Growth and Appearance Quality of Four Microgreen Species under Light-emitting Diode Lights with Different Spectral Combinations
Qinglu Ying, Yun Kong, Youbin Zheng
Abstract
To investigate plant growth and quality responses to different light spectral combinations, cabbage ( Brassica oleracea L. var. capitata f. rubra ), kale ( Brassica napus L. ‘Red Russian’), arugula ( Eruca sativa L.), and mustard ( Brassica juncea L. ‘Ruby steak’) microgreens were grown in a controlled environment using sole-source light with six different spectra: 1) FL: cool white fluorescent light; 2) BR: 15% blue and 85% red light-emitting diode (LED); 3) BRFR L : 15% blue, 85% red, and 15.5 µmol·m −2 ·s −1 far-red (FR) LED; 4) BRFR H : 15% blue, 85% red, and 155 µmol·m −2 ·s −1 FR LED; 5) BG L R: 9% blue, 6% green, and 85% red LED; and 6) BG H R: 5% blue, 10% green, and 85% red LED. For all the light treatments, the total photosynthetic photon flux density ( PPFD ) was set at ≈330 µmol·m −2 ·s −1 under a 17-hour photoperiod, and the air temperature was ≈21 °C with 73% relative humidity (RH).
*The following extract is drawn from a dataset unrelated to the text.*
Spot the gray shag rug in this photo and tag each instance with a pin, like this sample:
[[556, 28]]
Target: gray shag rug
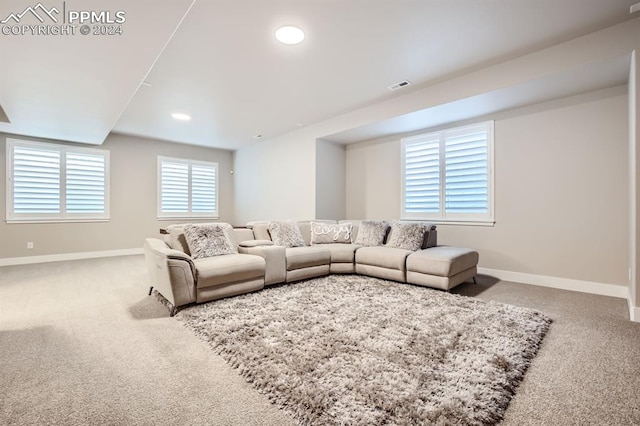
[[355, 350]]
At harvest, BR vs. FL increased plant height for all the tested species except arugula, and enlarged cotyledon area for kale and arugula. Adding high-intensity FR light to blue and red light (i.e., BRFR H ) further increased plant height for all species, and cotyledon area for mustard, but it did not affect the fresh or dry biomass for any species. Also, BRFR H vs. BR increased cotyledon greenness for green-leafed species (i.e., arugula, cabbage, and kale), and reduced cotyledon redness for red-leafed mustard. However, BG L R, BG H R, and BRFR L , compared with BR, did not affect plant height, cotyledon area, or fresh or dry biomass. These results suggest that the combination of 15% blue and 85% red LED light can potentially replace FL as the sole light source for indoor production of the tested microgreen species. Combining high-intensity FR light, rather than low-level (≤10%) green light, with blue and red light could be taken into consideration for the optimization of LED light spectral quality in microgreen production under environmental conditions similar to this experiment.